On a winter night in December 2008, Tim Kreger was conducting a fundraiser to benefit the golf team at his alma mater, Clemson University. At night’s end there was a tee time to play Prestwick Country Club in Myrtle Beach, S.C., still available.
Kreger did not want to see a free round of golf go unclaimed, especially for a good cause.
“So we put it online at this bidding website and it sold for $250,” Kreger said.
That is when Kreger had an “a-ha” moment that led to the eventual creation of Rounds 4 Research, a program that aids in fundraising for turfgrass research.
Today, Rounds 4 Research is run by the Environmental Institute for Golf, the philanthropic arm of the Golf Course Superintendents Association of America. The program holds online auctions at BiddingForGood.com, accepting donations in the form of rounds of golf and stay-and-play packages from supporting golf facilities.
Approaching its second anniversary at the national level, Rounds 4 Research has raised nearly $150,000 for turfgrass research. Rounds 4 Research’s next online auctions are scheduled for June 9-22 and Aug. 1-10.
“Golf is finally using its own game for its own benefit,” Kreger said. “Think of the times you have played in a captain’s choice event to raise money for a good cause. Well, here is a way for golf to use its own product to protect its own interest.”
Rounds 4 Research’s roots were planted by Kreger, 39, who graduated from Clemson with a degree in sports marketing. After a brief stint in retail management, Kreger worked as director of development for the South Carolina Junior Golf Foundation, raising funds for junior golf programs throughout the state.
In November 2007, he was hired by the Carolinas Golf Course Superintendent Association as programs director and was promoted to executive director in 2009.
“They hired me because I don’t think like a superintendent,” Kreger said. “I come from more of a business management background. And I think that is where we complement each other well.”
As executive director for the CGCSA, Kreger began grappling with how to improve charitable funding to the largest turfgrass research universities in the association’s region – Clemson and N.C. State University – which were feeling the squeeze of governmental budget cuts.
“The researchers at N.C. State and Clemson are some of the best in the world,” Kreger said. “Any time we have an issue with any area of our golf course we can take a soil sample, send it right over to their labs and they can diagnose it in no time. So [funding research helps] the continuing evolution of being on the forefront of our game.”
By 2008, the land-grant universities were pleading a case for more help from the golf industry.
“Basically they were saying if we’re going to continue providing the latest and greatest updates on diseases and fungicides and drought and anything affecting the game from an environmental standpoint we’re going to need your help,” Kreger said.
His frustration manifested itself in the form of a personal brainstorming session following a meeting in Raleigh.
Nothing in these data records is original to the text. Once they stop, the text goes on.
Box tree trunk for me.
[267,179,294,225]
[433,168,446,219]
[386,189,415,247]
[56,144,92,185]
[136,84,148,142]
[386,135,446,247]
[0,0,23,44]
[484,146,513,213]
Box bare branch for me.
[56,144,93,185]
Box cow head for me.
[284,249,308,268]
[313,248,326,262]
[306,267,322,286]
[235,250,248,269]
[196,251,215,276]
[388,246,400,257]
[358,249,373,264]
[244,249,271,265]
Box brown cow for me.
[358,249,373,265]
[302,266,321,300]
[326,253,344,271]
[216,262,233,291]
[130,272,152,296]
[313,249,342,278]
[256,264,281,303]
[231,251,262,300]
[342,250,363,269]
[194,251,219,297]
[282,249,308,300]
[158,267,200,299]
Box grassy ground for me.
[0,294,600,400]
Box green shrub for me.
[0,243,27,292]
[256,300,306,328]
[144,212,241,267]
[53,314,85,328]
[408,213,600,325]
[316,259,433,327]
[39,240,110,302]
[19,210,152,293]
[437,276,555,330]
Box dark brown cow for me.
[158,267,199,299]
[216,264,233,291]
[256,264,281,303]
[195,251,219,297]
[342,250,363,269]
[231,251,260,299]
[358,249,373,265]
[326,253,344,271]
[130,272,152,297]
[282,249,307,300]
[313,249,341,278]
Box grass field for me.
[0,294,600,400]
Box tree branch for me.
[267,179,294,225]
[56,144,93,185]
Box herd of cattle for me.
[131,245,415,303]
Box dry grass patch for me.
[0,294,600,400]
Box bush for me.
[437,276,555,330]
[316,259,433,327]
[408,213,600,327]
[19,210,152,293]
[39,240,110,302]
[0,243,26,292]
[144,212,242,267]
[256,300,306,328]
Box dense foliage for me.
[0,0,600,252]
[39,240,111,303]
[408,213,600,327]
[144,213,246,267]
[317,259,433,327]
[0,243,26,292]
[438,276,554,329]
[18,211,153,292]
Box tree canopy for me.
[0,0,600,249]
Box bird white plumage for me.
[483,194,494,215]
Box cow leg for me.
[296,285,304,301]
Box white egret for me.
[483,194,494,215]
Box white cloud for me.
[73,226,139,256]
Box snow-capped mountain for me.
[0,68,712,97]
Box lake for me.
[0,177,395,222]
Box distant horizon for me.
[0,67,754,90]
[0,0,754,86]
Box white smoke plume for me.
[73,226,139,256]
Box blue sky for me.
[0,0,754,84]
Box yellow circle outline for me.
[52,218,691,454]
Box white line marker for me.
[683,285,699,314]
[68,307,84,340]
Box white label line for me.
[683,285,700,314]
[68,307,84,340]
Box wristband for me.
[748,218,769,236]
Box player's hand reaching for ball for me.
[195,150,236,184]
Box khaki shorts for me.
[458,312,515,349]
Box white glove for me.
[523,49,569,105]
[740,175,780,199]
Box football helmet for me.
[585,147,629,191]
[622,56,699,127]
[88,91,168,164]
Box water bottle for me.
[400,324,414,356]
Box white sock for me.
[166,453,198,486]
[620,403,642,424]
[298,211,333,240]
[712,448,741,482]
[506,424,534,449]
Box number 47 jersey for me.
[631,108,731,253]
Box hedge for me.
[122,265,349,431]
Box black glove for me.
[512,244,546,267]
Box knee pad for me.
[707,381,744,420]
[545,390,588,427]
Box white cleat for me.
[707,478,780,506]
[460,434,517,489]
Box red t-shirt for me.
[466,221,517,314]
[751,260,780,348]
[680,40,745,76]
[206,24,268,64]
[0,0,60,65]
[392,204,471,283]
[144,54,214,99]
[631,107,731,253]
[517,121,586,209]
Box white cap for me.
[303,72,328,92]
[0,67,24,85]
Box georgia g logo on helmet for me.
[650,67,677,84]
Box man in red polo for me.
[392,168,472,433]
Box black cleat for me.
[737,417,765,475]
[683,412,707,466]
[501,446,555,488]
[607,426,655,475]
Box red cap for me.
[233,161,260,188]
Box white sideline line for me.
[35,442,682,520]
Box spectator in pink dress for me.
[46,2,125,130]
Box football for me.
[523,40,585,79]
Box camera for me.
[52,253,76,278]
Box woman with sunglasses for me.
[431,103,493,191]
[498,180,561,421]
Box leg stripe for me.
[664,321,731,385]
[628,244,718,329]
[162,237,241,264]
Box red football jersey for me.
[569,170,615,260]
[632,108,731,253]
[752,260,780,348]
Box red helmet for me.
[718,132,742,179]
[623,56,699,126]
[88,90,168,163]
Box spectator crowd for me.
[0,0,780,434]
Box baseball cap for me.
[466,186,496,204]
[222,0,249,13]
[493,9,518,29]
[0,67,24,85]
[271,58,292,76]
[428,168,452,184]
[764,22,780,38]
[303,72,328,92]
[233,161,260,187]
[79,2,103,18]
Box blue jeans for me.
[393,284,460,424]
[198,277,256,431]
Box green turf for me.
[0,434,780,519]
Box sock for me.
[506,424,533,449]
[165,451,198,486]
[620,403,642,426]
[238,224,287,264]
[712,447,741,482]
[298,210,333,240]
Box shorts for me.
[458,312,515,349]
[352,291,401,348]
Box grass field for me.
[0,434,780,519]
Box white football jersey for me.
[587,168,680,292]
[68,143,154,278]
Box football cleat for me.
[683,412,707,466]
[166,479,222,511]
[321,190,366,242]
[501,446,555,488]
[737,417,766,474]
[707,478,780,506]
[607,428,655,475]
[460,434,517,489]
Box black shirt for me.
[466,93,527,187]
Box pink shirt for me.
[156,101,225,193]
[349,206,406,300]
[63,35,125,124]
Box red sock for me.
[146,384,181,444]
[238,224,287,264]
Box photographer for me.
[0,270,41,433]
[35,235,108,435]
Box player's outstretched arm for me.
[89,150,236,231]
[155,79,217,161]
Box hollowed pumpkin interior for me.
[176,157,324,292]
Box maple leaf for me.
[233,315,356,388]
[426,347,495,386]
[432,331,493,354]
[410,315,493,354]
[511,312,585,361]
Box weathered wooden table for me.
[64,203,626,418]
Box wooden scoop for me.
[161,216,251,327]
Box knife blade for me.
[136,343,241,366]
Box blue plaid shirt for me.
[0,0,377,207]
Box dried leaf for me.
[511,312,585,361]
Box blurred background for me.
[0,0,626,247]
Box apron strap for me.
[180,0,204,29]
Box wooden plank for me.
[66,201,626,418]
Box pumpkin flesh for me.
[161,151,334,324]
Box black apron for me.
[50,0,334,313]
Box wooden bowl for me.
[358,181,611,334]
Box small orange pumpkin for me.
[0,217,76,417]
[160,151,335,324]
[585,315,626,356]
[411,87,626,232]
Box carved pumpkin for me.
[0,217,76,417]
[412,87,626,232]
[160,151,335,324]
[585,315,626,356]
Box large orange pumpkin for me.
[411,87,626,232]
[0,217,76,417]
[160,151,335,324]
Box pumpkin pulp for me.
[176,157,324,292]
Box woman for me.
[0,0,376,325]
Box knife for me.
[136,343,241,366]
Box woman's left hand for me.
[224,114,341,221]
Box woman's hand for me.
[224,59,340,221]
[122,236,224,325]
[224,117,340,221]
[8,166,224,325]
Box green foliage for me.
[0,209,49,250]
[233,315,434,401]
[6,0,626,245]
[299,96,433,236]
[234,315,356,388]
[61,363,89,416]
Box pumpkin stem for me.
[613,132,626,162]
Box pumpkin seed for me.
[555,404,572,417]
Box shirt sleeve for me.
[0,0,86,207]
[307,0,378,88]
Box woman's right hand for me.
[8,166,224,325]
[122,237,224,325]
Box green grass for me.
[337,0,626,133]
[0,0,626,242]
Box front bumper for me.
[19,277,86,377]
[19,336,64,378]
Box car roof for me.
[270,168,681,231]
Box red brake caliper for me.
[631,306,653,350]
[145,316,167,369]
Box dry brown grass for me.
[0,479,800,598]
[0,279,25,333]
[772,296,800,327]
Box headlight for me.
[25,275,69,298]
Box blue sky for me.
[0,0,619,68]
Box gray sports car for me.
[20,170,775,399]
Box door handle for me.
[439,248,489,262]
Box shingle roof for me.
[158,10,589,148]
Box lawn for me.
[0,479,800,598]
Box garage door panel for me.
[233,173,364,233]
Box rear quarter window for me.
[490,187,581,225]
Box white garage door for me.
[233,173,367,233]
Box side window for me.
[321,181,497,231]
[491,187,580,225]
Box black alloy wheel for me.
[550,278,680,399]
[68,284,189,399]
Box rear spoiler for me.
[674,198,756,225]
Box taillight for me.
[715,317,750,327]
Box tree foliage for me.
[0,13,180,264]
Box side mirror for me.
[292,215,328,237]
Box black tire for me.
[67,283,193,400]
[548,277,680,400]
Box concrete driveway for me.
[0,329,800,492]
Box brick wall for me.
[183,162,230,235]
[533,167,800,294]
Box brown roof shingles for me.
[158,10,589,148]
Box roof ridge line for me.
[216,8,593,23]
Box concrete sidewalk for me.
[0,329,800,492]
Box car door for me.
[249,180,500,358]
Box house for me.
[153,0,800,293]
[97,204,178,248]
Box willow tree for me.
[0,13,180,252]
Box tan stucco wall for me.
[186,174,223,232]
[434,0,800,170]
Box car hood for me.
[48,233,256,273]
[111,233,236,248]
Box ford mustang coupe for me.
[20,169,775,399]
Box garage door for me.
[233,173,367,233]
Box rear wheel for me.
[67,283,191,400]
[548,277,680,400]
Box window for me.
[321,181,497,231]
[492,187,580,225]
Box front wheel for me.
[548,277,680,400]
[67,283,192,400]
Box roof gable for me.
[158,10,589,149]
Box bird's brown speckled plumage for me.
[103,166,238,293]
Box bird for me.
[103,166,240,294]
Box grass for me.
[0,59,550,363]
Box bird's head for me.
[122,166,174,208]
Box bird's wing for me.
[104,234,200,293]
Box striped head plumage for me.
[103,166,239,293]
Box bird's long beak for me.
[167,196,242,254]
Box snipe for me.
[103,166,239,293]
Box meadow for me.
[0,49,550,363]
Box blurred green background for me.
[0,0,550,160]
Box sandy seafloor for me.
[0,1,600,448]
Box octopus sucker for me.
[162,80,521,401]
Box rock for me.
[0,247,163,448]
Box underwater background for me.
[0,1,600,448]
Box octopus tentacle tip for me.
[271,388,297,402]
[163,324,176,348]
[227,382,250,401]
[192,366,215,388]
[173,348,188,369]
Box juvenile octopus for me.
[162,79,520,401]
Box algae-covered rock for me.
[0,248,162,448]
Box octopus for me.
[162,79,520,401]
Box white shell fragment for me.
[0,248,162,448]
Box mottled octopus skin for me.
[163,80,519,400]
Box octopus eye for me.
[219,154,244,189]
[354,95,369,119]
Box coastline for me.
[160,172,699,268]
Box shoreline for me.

Why not use golf’s prized inventory – tee times –for the industry’s own good? As he drove home, the name Rounds 4 Research came to him. He also called the association’s sitting president, Paul Jett, then the superintendent at Pinehurst No. 2, and ran the idea by him.
The concept gained traction among the CGCSA’s board members and past presidents and the association held its first online auction in 2009, raising $100,000 and giving back $60,000 to the universities.
In 2010, Kreger brought on his neighbor associations in Virginia and Georgia, and also added Texas, selling them on the idea that monies raised in their state would benefit their own land-grant universities. With 1,100 tee times for sale, the auction raised $150,000.
The following year, without Texas’ support, the auction still managed to raise $100,000.
Realizing the need for more technical support to streamline the operations and seeing the potential growth, Kreger approached the Golf Course Superintendents Association of America and pitched the idea. The association bought the program and after a transition year in 2012, launched the first national auction in 2013, raising $150,000 with 56 of 99 national chapters participating and 80 cents per dollar being given to turfgrass research.
The upcoming Rounds 4 Research auctions will be advertised during television coverage of the U.S. Open and U.S. Women’s Open at Pinehurst No. 2 in June. Within three to five years, Kreger believes the program will have the support of the United States Golf Association, become international in scope and raise $2 million per year for turfgrass research.
“We want to have the best product available at all times,” Kreger said. “There are a lot of things that can affect grass, especially when you’re mowing them at the heights that we do. Being in the region that we’re in, we’ve had a drought two of the last seven years; so we need to be able to know what resources do we have available to manage that turf in those situations. And those researchers are providing those answers.”
Thanks in part to a tee time auctioned off one winter’s night.